Gaur have one calf (or occasionally two) after a gestation period of about 275 days, about nine months, a few days less than domestic cattle. Calves are typically weaned after seven to 12 months. Sexual maturity occurs in the gaur's second or third year. Breeding takes place year-round, but typically peaks between December and June. The lifespan of a gaur in captivity is up to 30 years.
Natural Predators Edit
Due to their formidable size and power, gaur have few natural predators besides humans. Leopards and dhole packs occasionally attack unguarded calves or unhealthy animals; however, only the tiger and the saltwater crocodiles have been reported to kill a full-grown adult. But the habitat of gaurs and saltwater crocodiles seldom overlaps in recent times due to the decreasing range of both species, and a crocodile needs to be a grown adult (more than 3.7 m and 300 kg) to make a successful attack on healthy bulls.

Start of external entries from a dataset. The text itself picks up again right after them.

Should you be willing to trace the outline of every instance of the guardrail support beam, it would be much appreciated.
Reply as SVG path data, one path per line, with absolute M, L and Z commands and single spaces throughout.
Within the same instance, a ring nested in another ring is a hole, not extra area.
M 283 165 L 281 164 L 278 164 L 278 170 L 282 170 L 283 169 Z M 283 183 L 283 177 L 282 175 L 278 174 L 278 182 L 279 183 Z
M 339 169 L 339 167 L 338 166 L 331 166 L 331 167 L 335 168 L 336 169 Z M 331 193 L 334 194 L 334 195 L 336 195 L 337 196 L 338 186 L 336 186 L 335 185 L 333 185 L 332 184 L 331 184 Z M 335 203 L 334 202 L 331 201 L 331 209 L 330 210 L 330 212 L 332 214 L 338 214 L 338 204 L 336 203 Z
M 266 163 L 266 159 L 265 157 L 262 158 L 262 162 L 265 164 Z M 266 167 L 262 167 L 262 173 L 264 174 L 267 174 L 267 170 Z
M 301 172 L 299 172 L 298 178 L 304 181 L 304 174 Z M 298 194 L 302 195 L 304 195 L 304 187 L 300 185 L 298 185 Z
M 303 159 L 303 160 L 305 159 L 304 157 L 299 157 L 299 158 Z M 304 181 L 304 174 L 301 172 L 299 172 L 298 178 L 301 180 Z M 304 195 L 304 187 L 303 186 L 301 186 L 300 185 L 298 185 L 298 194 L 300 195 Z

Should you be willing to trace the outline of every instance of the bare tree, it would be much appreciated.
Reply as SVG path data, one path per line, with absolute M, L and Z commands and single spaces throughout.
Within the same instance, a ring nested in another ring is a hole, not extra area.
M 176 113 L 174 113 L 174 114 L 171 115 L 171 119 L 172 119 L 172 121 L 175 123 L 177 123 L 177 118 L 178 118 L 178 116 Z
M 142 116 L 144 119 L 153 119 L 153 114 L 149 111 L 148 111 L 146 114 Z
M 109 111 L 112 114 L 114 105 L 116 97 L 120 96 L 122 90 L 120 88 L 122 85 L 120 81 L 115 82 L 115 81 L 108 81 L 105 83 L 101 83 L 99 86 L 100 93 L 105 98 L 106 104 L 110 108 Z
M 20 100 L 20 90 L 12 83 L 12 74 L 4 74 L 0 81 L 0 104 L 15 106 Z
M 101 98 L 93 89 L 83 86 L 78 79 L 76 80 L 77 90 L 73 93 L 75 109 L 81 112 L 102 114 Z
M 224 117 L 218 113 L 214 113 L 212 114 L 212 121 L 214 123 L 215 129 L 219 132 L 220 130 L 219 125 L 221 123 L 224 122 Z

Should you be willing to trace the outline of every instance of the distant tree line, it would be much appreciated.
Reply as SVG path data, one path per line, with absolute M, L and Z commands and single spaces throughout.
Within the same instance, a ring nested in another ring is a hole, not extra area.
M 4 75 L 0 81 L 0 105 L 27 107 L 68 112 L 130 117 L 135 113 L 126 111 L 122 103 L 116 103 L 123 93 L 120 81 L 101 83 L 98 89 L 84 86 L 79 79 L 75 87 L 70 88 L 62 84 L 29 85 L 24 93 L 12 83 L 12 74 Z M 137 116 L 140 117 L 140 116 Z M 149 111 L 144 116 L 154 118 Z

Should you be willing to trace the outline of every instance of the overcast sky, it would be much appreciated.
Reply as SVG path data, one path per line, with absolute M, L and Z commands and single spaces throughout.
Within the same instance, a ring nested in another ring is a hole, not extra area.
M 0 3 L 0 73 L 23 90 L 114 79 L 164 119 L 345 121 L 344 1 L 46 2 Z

Tigers hunt young or infirm gaur, but have also been reported to have killed healthy bulls weighing at least 1,000 kg (2,200 lb). A video of a tiger killing a female gaur was recorded in the Bandipur Tiger Reserve in October 2013. When confronted by a tiger, the adult members of a gaur herd often form a circle surrounding the vulnerable young and calves, shielding them from the big cat. As tigers rely on ambush attacks when taking on prey as large as a gaur, they will almost always abandon a hunt if detected and met in this manner. A herd of gaur in Malaysia encircled a calf killed by a tiger and prevented it from approaching the carcass. In Nagarahole National Park, upon sensing a stalking tiger, a herd of gaur walked as a menacing phalanx towards it, forcing the tiger to retreat and abandon the hunt. Gaur are not as aggressive toward humans as wild water buffaloes.

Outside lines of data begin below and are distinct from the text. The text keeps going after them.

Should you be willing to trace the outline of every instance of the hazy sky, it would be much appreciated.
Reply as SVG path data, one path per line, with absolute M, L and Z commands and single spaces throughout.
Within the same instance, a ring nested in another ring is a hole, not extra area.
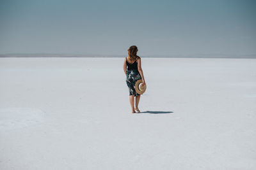
M 0 53 L 256 53 L 256 1 L 1 0 Z

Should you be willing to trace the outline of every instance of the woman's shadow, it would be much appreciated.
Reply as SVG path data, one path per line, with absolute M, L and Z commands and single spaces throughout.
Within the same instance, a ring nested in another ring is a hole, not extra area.
M 172 113 L 173 111 L 141 111 L 138 113 L 150 113 L 150 114 L 164 114 L 164 113 Z

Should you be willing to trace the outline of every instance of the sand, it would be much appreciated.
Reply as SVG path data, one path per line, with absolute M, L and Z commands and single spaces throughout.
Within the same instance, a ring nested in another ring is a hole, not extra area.
M 1 58 L 1 169 L 256 169 L 256 60 Z

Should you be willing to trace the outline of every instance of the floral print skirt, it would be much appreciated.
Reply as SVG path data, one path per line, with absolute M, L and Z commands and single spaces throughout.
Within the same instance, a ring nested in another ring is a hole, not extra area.
M 126 84 L 128 86 L 129 96 L 138 96 L 140 95 L 135 91 L 135 83 L 141 79 L 140 72 L 136 69 L 127 69 L 126 74 Z

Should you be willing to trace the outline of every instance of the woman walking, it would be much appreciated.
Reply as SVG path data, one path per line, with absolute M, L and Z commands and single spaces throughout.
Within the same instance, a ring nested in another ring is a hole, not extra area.
M 132 113 L 136 113 L 135 110 L 140 112 L 138 108 L 140 94 L 135 90 L 135 83 L 138 80 L 142 79 L 142 85 L 145 85 L 143 72 L 141 69 L 141 59 L 137 55 L 138 48 L 133 45 L 128 49 L 128 57 L 124 61 L 124 71 L 126 75 L 126 83 L 129 92 L 130 104 L 132 108 Z M 135 109 L 134 109 L 134 97 Z

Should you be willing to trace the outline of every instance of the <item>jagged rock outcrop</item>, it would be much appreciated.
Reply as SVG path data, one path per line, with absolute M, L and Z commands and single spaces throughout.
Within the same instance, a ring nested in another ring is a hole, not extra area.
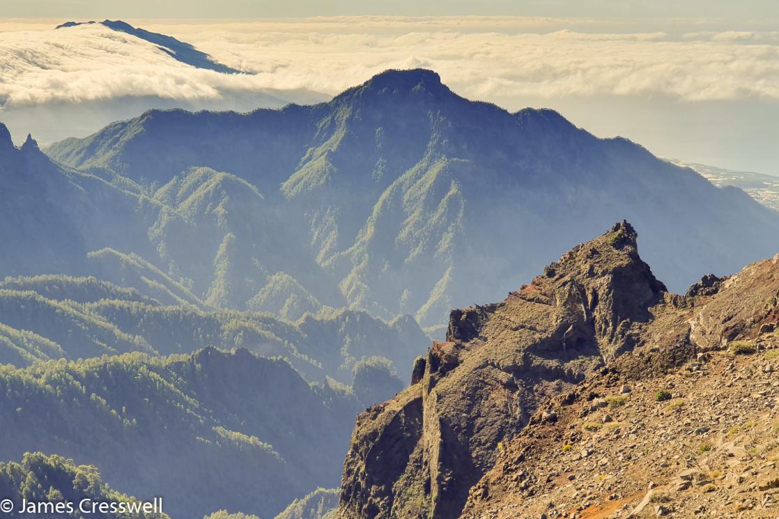
M 416 383 L 358 417 L 341 516 L 457 517 L 501 446 L 553 396 L 633 350 L 666 304 L 636 238 L 622 221 L 504 302 L 453 311 L 446 341 L 415 363 Z
M 774 517 L 777 263 L 670 294 L 623 221 L 452 312 L 358 417 L 340 517 Z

The global population of gaur is estimated to be between 13,000 and 30,000 individuals, with a dramatic decline all across its range due to unprecedented growth of human population in South-East Asia. Decline factors include poaching, habitat destruction, competition for food resources and disease transmission from domestic cattle. Rinderpest has for example dramatically affected the Indian gaur population in 1968. Conservation and management plans for the gaur are implemented in Malaysia and Vietnam where scattered populations are close to extinction. B. g. laosiensis and B. g. hubbacki are particularly endangered. There has been at least a 60% reduction in the gaur population in Thailand in only 20 years (Srikosamatara and Suteethorn, 1995). Poaching to sell the horns as trophies constitutes the main cause of overexploitation of remnant populations. Subsistence hunting has apparently a small influence on the viability of the population of gaurs. Ex situ conservation programs are implemented for gaur in US and in Europe. However, these captive populations are too small and dangerously inbred. In 2001, a gaur was cloned in U.S., but it died within a couple of days.